Comentario al evangelio. Domingo 6º Pascua, ciclo A.

En estos pocos versículos del evangelio de hoy, se repite por cuatro veces el verbo “AMAR Naturalmente, no se trata de un mero “amor humano”, sino de un amor divino. “Yo rogaré al Padre y os dará el Espíritu Santo” (v 16). Con la presencia del Espíritu, Jesús puede ya marchar tranquilo al cielo.

1.- Relación entre “mandamientos y amor”. Si me amáis cumpliréis los mandamientos” (v. 15). Según Jesús nadie puede cumplir los mandamientos sin amor. Es condición indispensable. La razón nos la da San Juan cuando nos dice:” El que no ama está muerto” (1Jn. 3,14).  Según el apóstol es imposible encontrar a un cristiano sin amor, como es imposible encontrar a un ser vivo sin pulso.
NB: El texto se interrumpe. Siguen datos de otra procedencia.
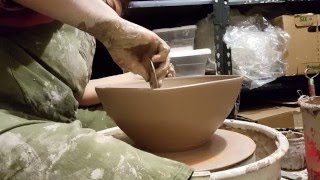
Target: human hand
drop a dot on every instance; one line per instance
(132, 47)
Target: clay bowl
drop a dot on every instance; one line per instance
(181, 115)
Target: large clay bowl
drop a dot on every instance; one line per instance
(182, 114)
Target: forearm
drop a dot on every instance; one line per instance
(83, 14)
(90, 96)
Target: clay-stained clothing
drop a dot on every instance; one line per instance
(43, 72)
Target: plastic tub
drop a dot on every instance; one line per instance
(190, 63)
(178, 38)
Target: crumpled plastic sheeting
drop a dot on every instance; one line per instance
(257, 50)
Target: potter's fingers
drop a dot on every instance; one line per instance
(172, 72)
(163, 69)
(138, 68)
(163, 52)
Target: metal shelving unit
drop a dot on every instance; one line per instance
(221, 9)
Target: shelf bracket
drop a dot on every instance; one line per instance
(221, 10)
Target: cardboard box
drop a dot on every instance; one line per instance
(304, 46)
(275, 117)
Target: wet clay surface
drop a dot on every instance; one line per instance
(181, 115)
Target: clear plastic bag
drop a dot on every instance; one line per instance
(257, 50)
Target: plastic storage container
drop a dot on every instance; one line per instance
(178, 38)
(190, 62)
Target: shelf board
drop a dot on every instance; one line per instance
(172, 3)
(167, 3)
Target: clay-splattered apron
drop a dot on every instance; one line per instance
(43, 71)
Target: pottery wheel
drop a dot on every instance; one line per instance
(226, 148)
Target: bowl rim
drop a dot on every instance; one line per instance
(118, 85)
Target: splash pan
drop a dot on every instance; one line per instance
(270, 144)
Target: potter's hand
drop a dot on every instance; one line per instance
(132, 47)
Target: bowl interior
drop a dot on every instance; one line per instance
(182, 114)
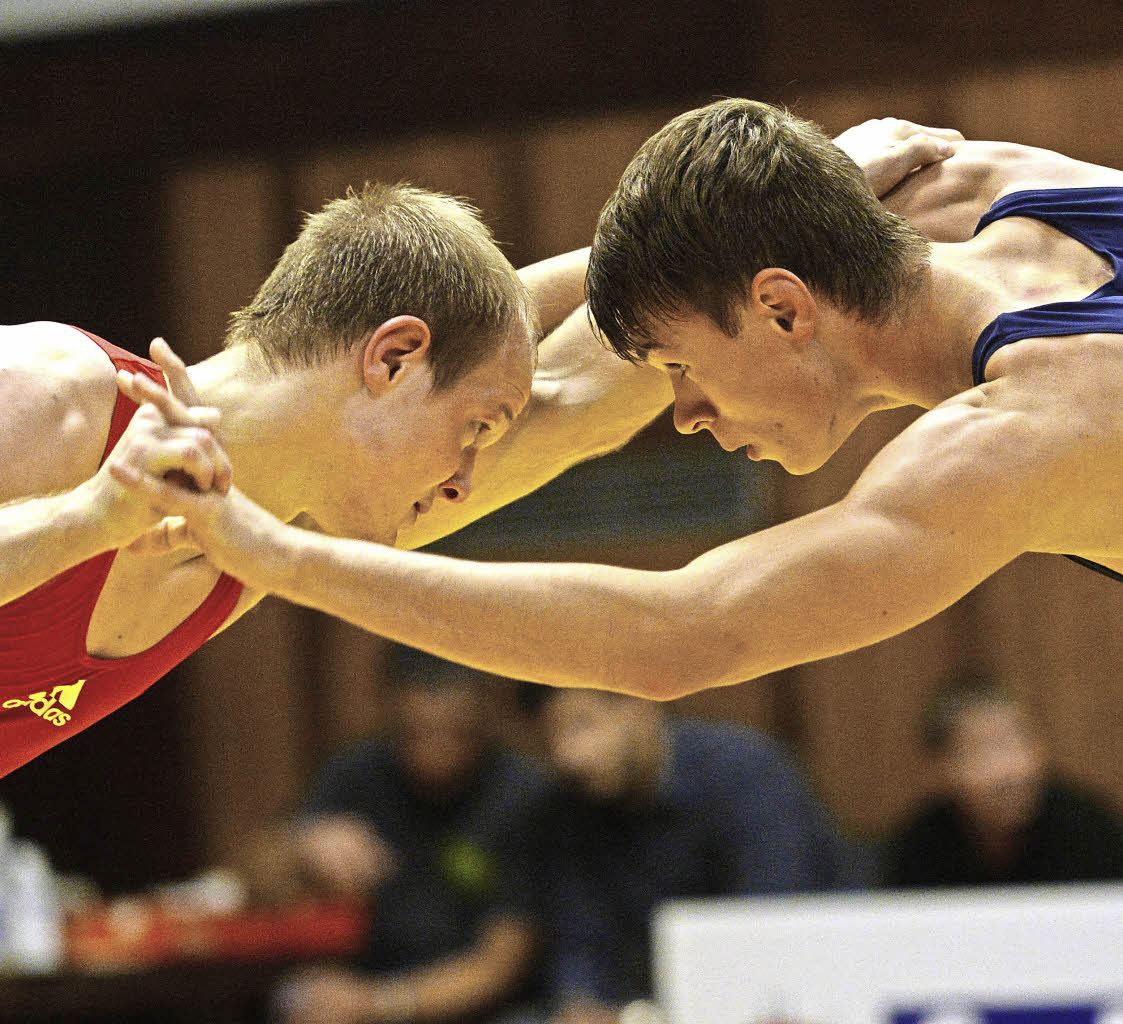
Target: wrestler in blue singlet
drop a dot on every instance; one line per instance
(1094, 217)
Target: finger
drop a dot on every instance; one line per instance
(186, 457)
(162, 496)
(903, 129)
(175, 372)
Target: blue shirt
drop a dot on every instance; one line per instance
(1094, 217)
(731, 815)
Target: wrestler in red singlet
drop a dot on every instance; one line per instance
(51, 687)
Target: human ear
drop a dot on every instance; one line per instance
(393, 349)
(786, 302)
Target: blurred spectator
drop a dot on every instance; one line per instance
(1000, 815)
(425, 824)
(646, 808)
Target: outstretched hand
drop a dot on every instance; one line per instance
(888, 149)
(198, 464)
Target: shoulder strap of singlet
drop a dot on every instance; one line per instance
(206, 619)
(1094, 217)
(125, 407)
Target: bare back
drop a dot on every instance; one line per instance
(1042, 436)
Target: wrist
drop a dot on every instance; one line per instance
(88, 521)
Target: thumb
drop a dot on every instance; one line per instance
(175, 372)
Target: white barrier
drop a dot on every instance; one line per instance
(1050, 954)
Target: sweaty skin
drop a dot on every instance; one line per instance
(1029, 460)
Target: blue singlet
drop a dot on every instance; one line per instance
(1094, 217)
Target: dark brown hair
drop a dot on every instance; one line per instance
(723, 192)
(384, 252)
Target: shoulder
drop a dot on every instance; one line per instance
(1080, 808)
(57, 390)
(947, 199)
(365, 760)
(723, 753)
(514, 779)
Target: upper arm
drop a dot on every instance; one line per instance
(585, 401)
(57, 393)
(932, 515)
(946, 200)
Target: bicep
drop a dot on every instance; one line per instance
(585, 401)
(55, 423)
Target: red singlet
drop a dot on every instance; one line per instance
(49, 687)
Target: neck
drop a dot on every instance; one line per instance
(268, 420)
(653, 755)
(922, 356)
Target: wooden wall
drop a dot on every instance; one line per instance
(256, 709)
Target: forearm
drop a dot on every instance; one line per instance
(585, 401)
(578, 625)
(557, 286)
(42, 537)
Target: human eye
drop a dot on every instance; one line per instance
(482, 432)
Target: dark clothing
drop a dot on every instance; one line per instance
(1073, 838)
(51, 686)
(1094, 217)
(456, 858)
(731, 815)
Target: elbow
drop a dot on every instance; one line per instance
(686, 645)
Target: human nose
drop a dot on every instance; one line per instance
(693, 412)
(458, 486)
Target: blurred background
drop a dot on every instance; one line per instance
(155, 157)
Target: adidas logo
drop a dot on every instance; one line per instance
(47, 706)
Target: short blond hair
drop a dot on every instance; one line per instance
(379, 253)
(724, 191)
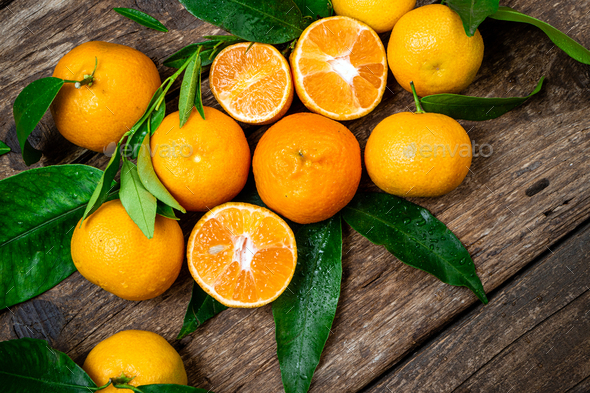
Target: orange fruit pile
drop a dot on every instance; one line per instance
(252, 82)
(124, 82)
(339, 68)
(242, 255)
(307, 167)
(203, 164)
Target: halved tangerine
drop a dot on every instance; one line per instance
(339, 68)
(242, 255)
(252, 82)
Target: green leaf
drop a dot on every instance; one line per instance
(198, 97)
(165, 211)
(305, 311)
(211, 47)
(105, 184)
(39, 209)
(474, 108)
(415, 237)
(170, 388)
(150, 180)
(141, 18)
(188, 89)
(567, 44)
(4, 148)
(29, 365)
(154, 121)
(265, 21)
(28, 109)
(201, 308)
(473, 12)
(315, 8)
(138, 202)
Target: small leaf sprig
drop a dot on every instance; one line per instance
(4, 148)
(142, 18)
(474, 12)
(474, 108)
(30, 365)
(140, 187)
(210, 48)
(32, 103)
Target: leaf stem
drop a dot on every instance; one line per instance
(416, 99)
(87, 80)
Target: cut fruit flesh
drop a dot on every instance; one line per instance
(339, 68)
(252, 83)
(242, 255)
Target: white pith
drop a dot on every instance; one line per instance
(298, 76)
(244, 252)
(224, 97)
(343, 67)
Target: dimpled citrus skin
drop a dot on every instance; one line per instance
(212, 158)
(110, 251)
(307, 167)
(144, 355)
(124, 82)
(380, 15)
(401, 158)
(429, 46)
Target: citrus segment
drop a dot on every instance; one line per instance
(242, 255)
(339, 68)
(252, 83)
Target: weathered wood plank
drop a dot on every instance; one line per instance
(531, 303)
(386, 307)
(551, 358)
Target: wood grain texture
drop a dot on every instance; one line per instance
(534, 307)
(513, 205)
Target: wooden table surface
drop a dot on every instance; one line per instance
(522, 212)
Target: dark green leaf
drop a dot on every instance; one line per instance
(225, 38)
(211, 47)
(266, 21)
(28, 109)
(138, 202)
(29, 365)
(39, 209)
(165, 211)
(141, 18)
(201, 308)
(169, 388)
(415, 237)
(473, 12)
(315, 8)
(154, 121)
(4, 148)
(150, 180)
(188, 89)
(473, 108)
(105, 184)
(198, 97)
(567, 44)
(304, 312)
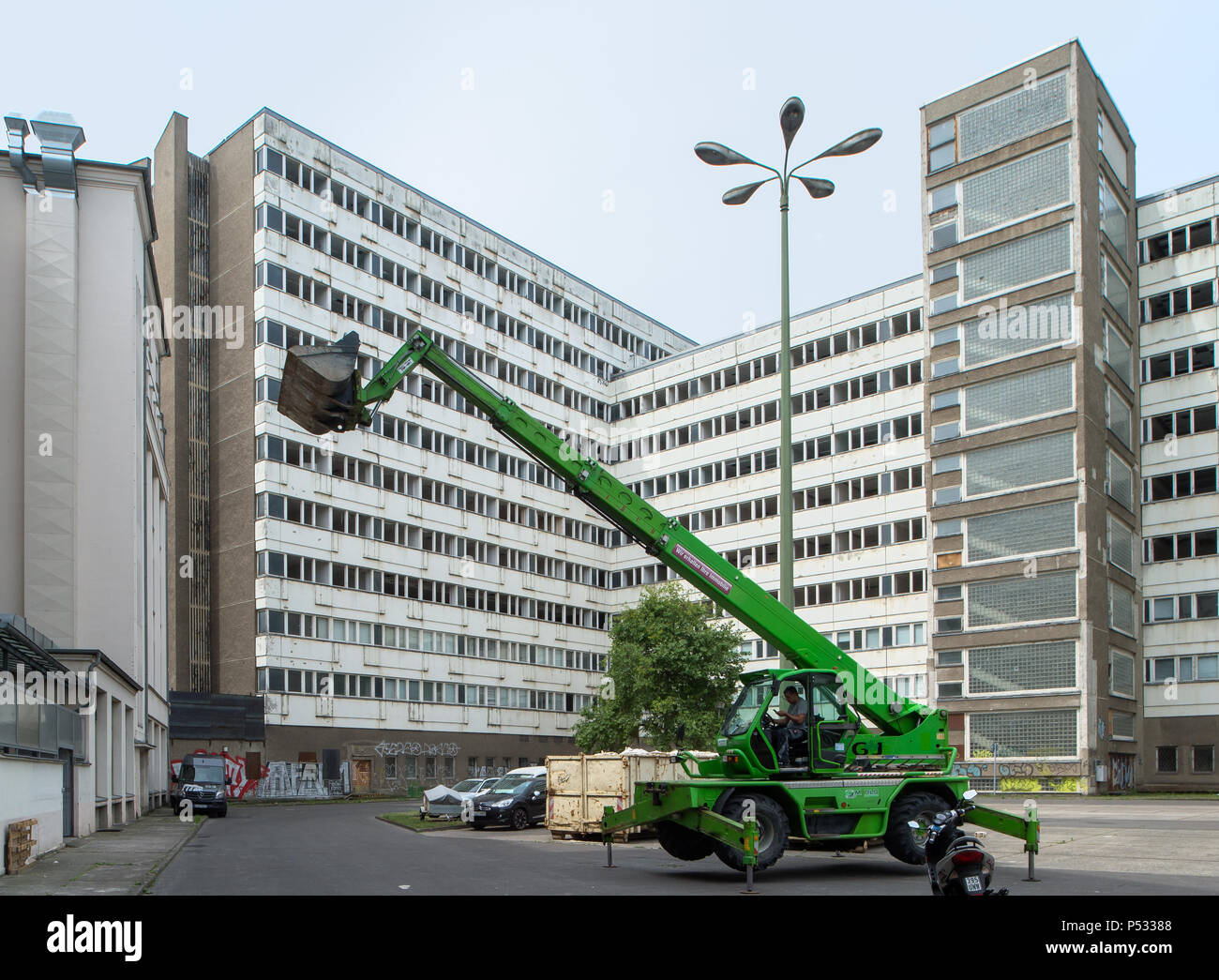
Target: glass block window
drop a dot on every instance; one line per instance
(1016, 189)
(1121, 480)
(1113, 219)
(1028, 531)
(1116, 289)
(1024, 463)
(1016, 330)
(1117, 353)
(1015, 398)
(1022, 667)
(1015, 116)
(1121, 610)
(1121, 545)
(1122, 724)
(1118, 415)
(1016, 264)
(1121, 673)
(1112, 146)
(1023, 734)
(1049, 595)
(941, 145)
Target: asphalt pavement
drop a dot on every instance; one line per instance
(1089, 847)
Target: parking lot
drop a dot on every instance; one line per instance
(1106, 846)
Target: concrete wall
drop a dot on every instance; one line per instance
(33, 789)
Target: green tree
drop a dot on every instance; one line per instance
(669, 667)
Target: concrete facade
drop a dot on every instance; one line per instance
(83, 509)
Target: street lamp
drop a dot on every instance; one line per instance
(791, 116)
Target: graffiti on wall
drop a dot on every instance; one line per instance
(303, 780)
(1034, 769)
(240, 783)
(447, 749)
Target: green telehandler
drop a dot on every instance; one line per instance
(872, 764)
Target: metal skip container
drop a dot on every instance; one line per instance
(579, 788)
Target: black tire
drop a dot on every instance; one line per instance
(900, 838)
(773, 832)
(683, 842)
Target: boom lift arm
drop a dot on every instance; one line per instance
(348, 403)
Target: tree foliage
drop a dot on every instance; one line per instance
(669, 667)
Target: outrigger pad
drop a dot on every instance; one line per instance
(318, 387)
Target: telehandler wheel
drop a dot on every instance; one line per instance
(683, 842)
(903, 842)
(773, 830)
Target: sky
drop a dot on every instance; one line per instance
(569, 127)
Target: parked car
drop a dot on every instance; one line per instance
(202, 780)
(445, 802)
(517, 801)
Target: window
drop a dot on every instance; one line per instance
(1024, 187)
(1020, 600)
(1016, 264)
(1121, 673)
(941, 144)
(1022, 667)
(1024, 734)
(1028, 462)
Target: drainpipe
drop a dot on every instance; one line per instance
(19, 129)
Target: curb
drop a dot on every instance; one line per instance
(142, 886)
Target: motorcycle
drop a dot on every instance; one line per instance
(956, 862)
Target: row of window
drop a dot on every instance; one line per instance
(1183, 422)
(358, 204)
(357, 256)
(874, 535)
(1174, 363)
(865, 586)
(1189, 483)
(1175, 240)
(1169, 609)
(446, 495)
(426, 539)
(340, 576)
(760, 415)
(369, 314)
(1178, 301)
(877, 433)
(1203, 759)
(1173, 548)
(763, 367)
(283, 623)
(279, 679)
(1166, 670)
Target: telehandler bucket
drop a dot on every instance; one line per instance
(320, 385)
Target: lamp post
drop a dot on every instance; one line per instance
(791, 116)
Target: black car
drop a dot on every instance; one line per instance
(516, 800)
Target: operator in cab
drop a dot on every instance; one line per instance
(792, 723)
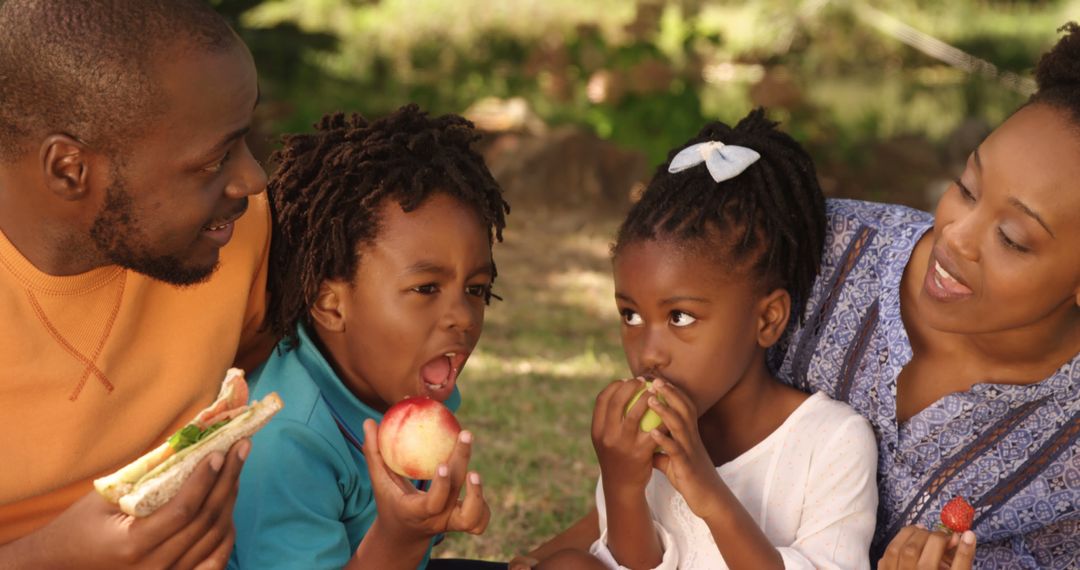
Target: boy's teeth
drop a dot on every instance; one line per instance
(942, 273)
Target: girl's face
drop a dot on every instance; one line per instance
(1007, 233)
(415, 310)
(686, 320)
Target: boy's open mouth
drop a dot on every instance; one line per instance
(440, 374)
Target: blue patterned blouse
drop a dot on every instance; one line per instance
(1012, 450)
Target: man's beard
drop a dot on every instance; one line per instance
(120, 239)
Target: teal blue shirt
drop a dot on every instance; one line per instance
(306, 499)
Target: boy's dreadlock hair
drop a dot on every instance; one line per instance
(1058, 73)
(329, 186)
(770, 218)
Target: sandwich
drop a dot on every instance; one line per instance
(149, 482)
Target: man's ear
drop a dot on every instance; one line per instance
(331, 306)
(66, 165)
(773, 312)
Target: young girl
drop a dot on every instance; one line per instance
(380, 271)
(750, 473)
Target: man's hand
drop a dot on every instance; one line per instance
(192, 530)
(916, 547)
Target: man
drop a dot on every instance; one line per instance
(127, 277)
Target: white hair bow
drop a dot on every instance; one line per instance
(723, 161)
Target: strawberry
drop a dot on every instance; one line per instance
(958, 514)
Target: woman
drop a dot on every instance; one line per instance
(958, 337)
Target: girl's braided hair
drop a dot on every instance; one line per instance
(770, 218)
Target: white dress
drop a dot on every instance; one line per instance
(810, 486)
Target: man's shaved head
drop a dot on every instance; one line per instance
(85, 68)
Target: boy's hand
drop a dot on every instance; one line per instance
(192, 530)
(408, 515)
(917, 547)
(685, 461)
(623, 450)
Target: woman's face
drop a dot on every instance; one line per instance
(1007, 233)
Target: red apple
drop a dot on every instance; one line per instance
(417, 435)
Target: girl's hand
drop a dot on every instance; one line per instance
(685, 460)
(408, 515)
(623, 450)
(918, 547)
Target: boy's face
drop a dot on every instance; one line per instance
(685, 319)
(415, 309)
(170, 202)
(1006, 236)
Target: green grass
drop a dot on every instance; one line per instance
(528, 390)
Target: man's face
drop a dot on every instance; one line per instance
(172, 200)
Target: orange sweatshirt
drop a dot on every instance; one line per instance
(98, 368)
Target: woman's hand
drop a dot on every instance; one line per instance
(685, 461)
(921, 548)
(408, 515)
(623, 450)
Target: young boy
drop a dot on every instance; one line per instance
(381, 270)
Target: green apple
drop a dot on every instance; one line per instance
(651, 419)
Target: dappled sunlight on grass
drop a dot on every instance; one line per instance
(528, 389)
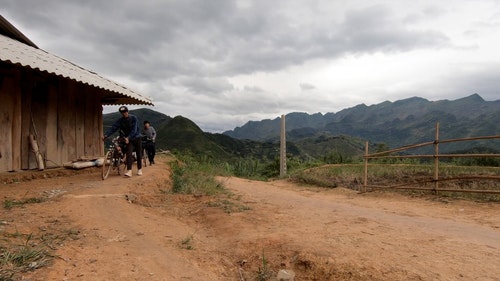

A veces hacemos cosas buenas, incluso muy buenas; pero no agradan a Dios porque están viciadas en su raíz. Las hacemos para que nos estimen, nos alaben, nos recompensen. Y si lo hacemos así, ya hemos recibido la paga.  Lo importante es hacer las cosas únicamente para ser vistos por nuestro Padre Dios “que ve en lo secreto”. (Mt. 6,18). Nos tenemos que preguntar constantemente no por lo que hacemos sino “desde donde lo hacemos”.

2.– El que ama es amado del Padre (v.22).  La mejor manera de saber que Dios nos ama es a través del amor. Y la vida cambia totalmente cuando uno está seguro de que Dios Padre le quiere. Toda la misión de Jesús se redujo a esto: a que llegáramos a la experiencia vivencial de sentirnos amados por Dios.  En el monte y en el rio; en la playa o en el mar, en el día o en la noche, en la vida o en la muerte, hay una presencia permanente de Dios que me envuelve, me acaricia, me relaja, me da paz y gozo. Disfrutar de esta presencia es encontrar la raíz de mi felicidad. Por eso, en la primera lectura se nos ha dicho “que la ciudad se llenó de alegría”

Dice el Papa León XIV: “El amor verdadero —nos recuerda el Evangelio— se da incluso antes de ser correspondido. Es un don anticipado. No se basa en lo que recibe, sino en lo que desea ofrecer. Es lo que Jesús vivió con los suyos: mientras ellos aún no entendían, mientras uno estaba a punto de traicionarlo y otro de renegar de él, Él preparaba una cena de comunión para todos”.

Por ello, el Pontífice instó a los fieles a “preparar la Pascua del Señor. No sólo la litúrgica, sino también la de nuestra vida”. 

Y detalló: “Cada gesto de disponibilidad, cada acto gratuito, cada perdón ofrecido por adelantado, cada esfuerzo aceptado con paciencia es una forma de preparar un lugar donde Dios puede habitar” (Papa León XIV. (11-abril-2026).

3.– El que ama es amado de Jesús (v. 22). Jesús es el Hijo en quien el Padre ha puesto sus complacencias. El que quiera saber cómo es el amor que Dios nos tiene, debe hacerlo a través de Jesús.  Si Jesús acaricia a los niños, mira con ternura a los jóvenes, llora al ver llorar a Marta y a María, se enternece al encontrarse con una madre viuda que acaba de perder al hijo, y le da compasión la gente que no puede comer en el desierto, es para decirnos que “así es el Padre Dios”. Más aún, si Jesús se abraza con la Cruz y entrega su vida por amor, es para decirnos que Él, en ese momento, es una “parábola del Padre”. A través del corazón abierto de Jesús, podemos entrar ya en el “Sancta Sanctorum” de Dios.  Dios es un misterio, pero no para nuestra cabeza sino para nuestro corazón.  Ser amado por Jesús es experimentar todo el inmenso cariño que Dios Padre nos tiene desde toda la eternidad. Sólo el que hace experiencia del amor está capacitado para “una razón de esperanza a todo el que se la pida” (2ª lectura).